La dialectique des sciences

Les Cahiers de Contre-Enseignement Prolétarien

#19 – La Philosophie du marxisme et l’enseignement officiel

2. La philosophie du marxisme

La dialectique des sciences

   Elle se donne pour tâche d’abord d’expliquer les progrès indéniables des sciences et de chercher si les méthodes employées plus ou moins consciemment par les savants créateurs ne se rapprochent pas de la dialectique. Que l’application pure et simple de la logique aristotélicienne ait toujours été impuissante à faire avancer les sciences, c’est ce qui, depuis Bacon et Descartes, n’est plus guère contesté, et ce qu’Émile Meyerson a surabondamment démontré((Voir surtout E. MEYERSON : De l’explication dans les sciences. Payot, Paris, 1927.)). Que d’autre part le matérialisme mécaniste se soit, depuis le XVIIe siècle, montré de plus en plus incapable d’expliquer les phénomènes physiques, chimiques et biologiques, la démonstration n’en est pas non plus difficile à faire. L’image d’un monde fixe et immuable, régi par un minimum de lois simples et par les relations unilatérales de causalité, fait place de plus en plus à l’image d’un monde complexe et mobile, où des forces contraires luttent constamment, assurant des équilibres plus ou moins précaires, où pourtant, du choc de ces formes, résultent constamment des phénomènes nouveaux, la création, à travers le temps, de formes plus riches, plus différenciées, irréductibles aux formes antérieures.

   Il serait aisé de signaler, à travers toutes les sciences, les problèmes et les découvertes qui donnent raison à une conception dialectique de la réalité. C’est déjà, dans la méthode mathématique, l’impossibilité où se sont trouvés les logiciens de ramener la démonstration au syllogisme aristotélicien, seul compatible avec le principe d’identité, et leurs difficultés inextricables à concevoir une déduction féconde qui ne contiendrait pas son contraire, le raisonnement inductif. Dans la physico-chimie, c’est la notion d’énergie remplaçant peu à peu la vieille idée de la matière inerte, et la découverte de l’atome, synthèse de forces contraires.
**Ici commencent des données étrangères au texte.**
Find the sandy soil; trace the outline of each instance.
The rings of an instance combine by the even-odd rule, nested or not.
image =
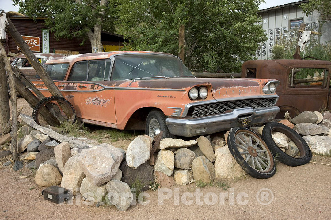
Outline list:
[[[0,160],[0,164],[9,157]],[[314,155],[312,161],[331,164],[331,158]],[[82,202],[80,196],[66,204],[46,201],[40,196],[44,187],[36,184],[32,171],[24,168],[14,171],[11,166],[3,167],[0,170],[0,219],[330,219],[331,166],[309,163],[291,167],[278,161],[276,166],[276,173],[271,178],[247,176],[231,180],[226,182],[230,188],[226,191],[210,186],[197,188],[194,184],[149,190],[146,192],[150,197],[144,204],[132,205],[126,212],[114,206],[97,207]],[[23,175],[27,178],[19,178]],[[172,196],[166,199],[170,191]]]

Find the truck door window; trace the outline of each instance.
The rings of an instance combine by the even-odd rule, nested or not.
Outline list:
[[[325,88],[327,86],[328,69],[313,68],[295,68],[290,72],[291,87]]]

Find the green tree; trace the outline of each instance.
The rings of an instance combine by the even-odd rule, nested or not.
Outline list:
[[[92,52],[102,52],[101,33],[111,30],[116,17],[116,0],[13,0],[28,16],[46,17],[56,38],[88,39]],[[98,48],[96,50],[94,48]]]
[[[331,21],[331,0],[313,0],[299,6],[306,15],[311,15],[317,11],[320,14],[320,21],[322,22]]]
[[[240,71],[266,37],[257,12],[263,0],[122,0],[119,33],[130,49],[178,54],[185,25],[185,61],[192,71]]]

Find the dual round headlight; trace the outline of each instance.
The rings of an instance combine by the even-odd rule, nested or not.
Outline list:
[[[262,91],[265,94],[273,93],[276,91],[276,85],[273,83],[268,84],[263,87]]]
[[[193,87],[188,93],[189,97],[192,100],[195,100],[198,97],[204,99],[208,95],[208,90],[206,87]]]

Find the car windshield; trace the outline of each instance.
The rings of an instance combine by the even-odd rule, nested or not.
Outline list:
[[[194,77],[178,57],[150,54],[117,56],[112,80],[132,79],[151,79],[160,77]]]

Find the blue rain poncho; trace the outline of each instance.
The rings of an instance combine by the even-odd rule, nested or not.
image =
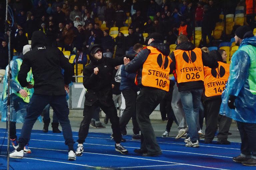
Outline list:
[[[10,121],[18,123],[23,122],[24,118],[27,114],[27,106],[34,93],[34,88],[28,89],[26,87],[22,87],[18,81],[18,74],[22,62],[22,60],[21,59],[18,59],[11,61],[10,64],[12,75],[10,85]],[[8,66],[7,66],[3,79],[3,92],[0,93],[0,114],[2,115],[2,121],[5,121],[7,119],[8,70]],[[31,72],[28,73],[27,81],[28,82],[32,82],[32,84],[34,84],[34,80]],[[21,89],[24,89],[27,91],[28,97],[23,97],[19,93],[17,92]],[[39,117],[39,119],[41,121],[41,116]]]
[[[222,95],[220,114],[242,122],[256,123],[256,38],[243,40],[232,57],[230,75]],[[228,106],[236,96],[235,109]]]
En biologie, c’est le triomphe de l’évolution sur la théorie ancienne de la fixité des espèces, l’idée darwinienne de la lutte pour la vie, l’idée plus récente des mutations brusques et la notion actuelle de l’adaptation, résultant d’une lutte entre l’être et son milieu, d’un équilibre instable entre les forces internes et les forces externes.

   Il va sans dire que ces conquêtes successives n’ont pas été obtenues par l’application de la méthode marxiste; certaines mêmes sont dues à des prétentions d’un tout autre ordre, à des arrière-pensées qui n’avaient rien de scientifique, au désir de chercher dans le monde autre chose qu’un déterminisme rigoureux de faits matériels, d’y trouver des traces de liberté, de contingence, d’intervention surnaturelle. Mais il est significatif qu’en détruisant les formes brutales et simplistes du matérialisme mécaniste, ces tentatives elles-mêmes n’aient eu d’autres résultats que de préparer un nouveau matérialisme et un nouveau déterminisme, les mêmes justement dont le marxisme construit la théorie.

   Mais cette analyse de la science passée, si intéressante qu’elle puisse être, n’est qu’une partie de la besogne des savants marxistes; ils ont surtout à prouver l’efficacité de leur méthode en montrant que, grâce à elle, ils sont capables à leur tour de faire avancer la science et plus vite que les autres. C’est le rôle que se sont assignés depuis dix-sept ans nos camarades de l’Union soviétique, et l’essor, aujourd’hui incontesté, des sciences en U.R.S.S. commence à leur donner raison. Je me borne à signaler les résultats remarquables qu’a déjà donnés la biologie expérimentale soviétique, c’est-à-dire la science qui, au lieu de se borner à observer les formes de la vie que nous présente la nature, s’efforce de créer des espèces nouvelles, utilisables pour l’agriculture, l’alimentation et l’industrie. La science soviétique présente dès à présent ce double caractère, qui est un sujet d’étonnement et souvent de scandale pour les savants occidentaux, d’être en liaison directe avec la pratique, la technique, les besoins économiques et industriels, et de laisser pourtant une liberté inégalée aux recherches de science pure et désintéressée.